The hospital has some swell real estate in Park Slope: just a block from Prospect Park, it owns the five vacant brownstones on Eighth Avenue at the corner of Fifth Street that it plans to demolish, as well as some row houses on Fifth Street. Lyn Hill, the hospital's spokeswoman, said that though the brownstones appeared in good condition from the outside, the interiors were dilapidated.

The new building, which planners said would be built with different exteriors and materials (though the details were scant) to better blend in with the smaller structures typical in Park Slope, requires a few variances that will come up for review in Community Board 6, as well as the Board of Standards and Appeals, in the fall. Current zoning allows for the building to be up to eight floors high. The hospital is currently working with Washington Square Partners on the development and Perkins Eastman on the architecture. The building, planners said, will be LEED certified and will include a green roof.

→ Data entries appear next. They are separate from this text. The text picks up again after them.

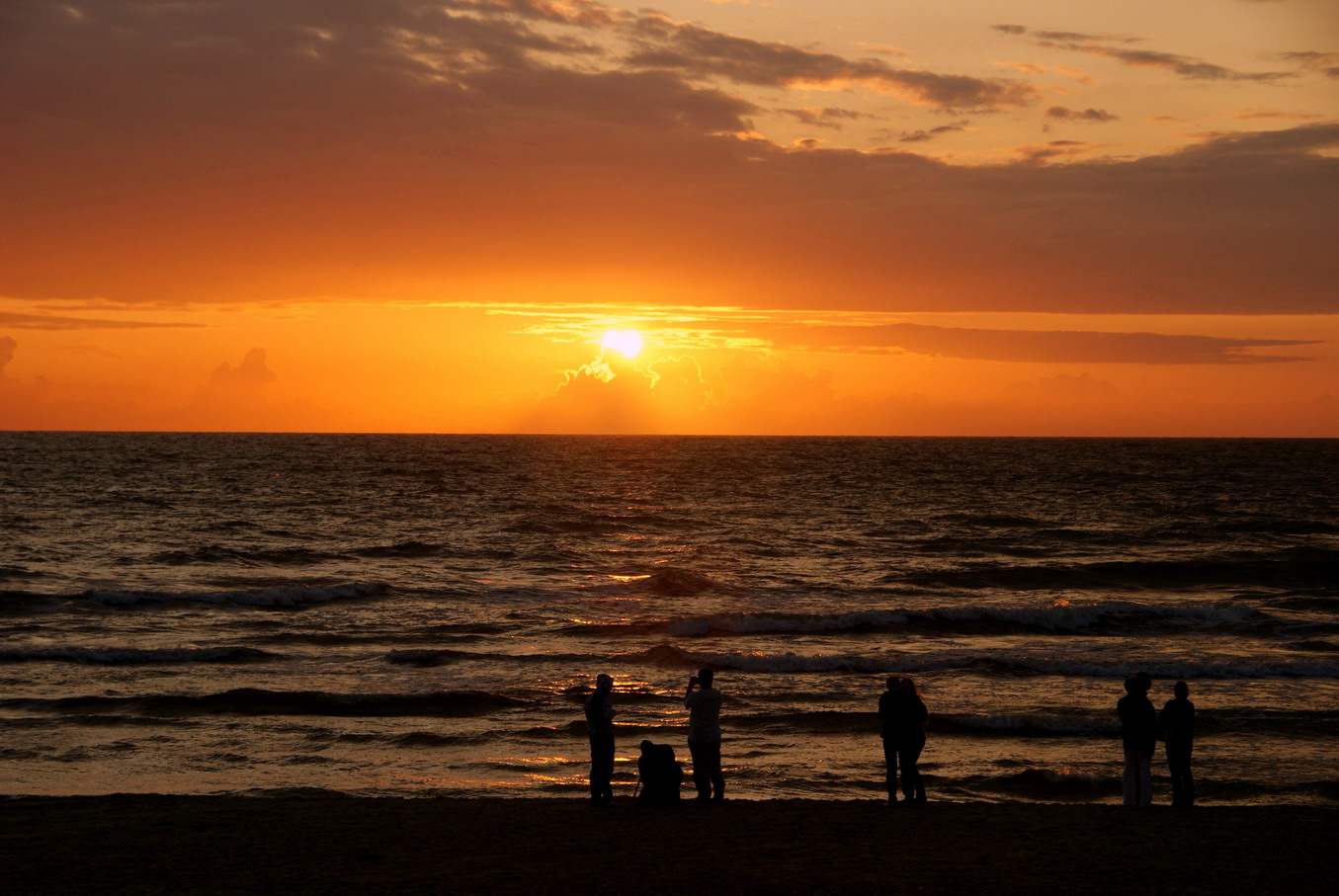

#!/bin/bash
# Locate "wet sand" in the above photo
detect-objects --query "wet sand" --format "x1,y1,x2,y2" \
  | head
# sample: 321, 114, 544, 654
0, 795, 1339, 895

Residents at the meeting fixated on the effect the plan will have on the neighborhood's already tight parking real estate and were not assuaged by the hospital's assurances that its facility will come with 400 to 500 new parking spaces. The hospital will also provide a new road of sorts, a car access from Sixth to Fifth street in the middle of the block to allow for patient drop offs. Hospital reps compared that road to the neighborhood's historic places (Polhemus and Fiske, to be exact) that run perpendicular to the grid. Residents weren't quite biting on the plan, though it is still in its early stages. "In terms of outreach, I haven't seen any," said Laurie Sandow, a resident of Fifth Street. The hospital will hold public meetings about the plan in the fall and hopes to break ground in late 2014 or 2015.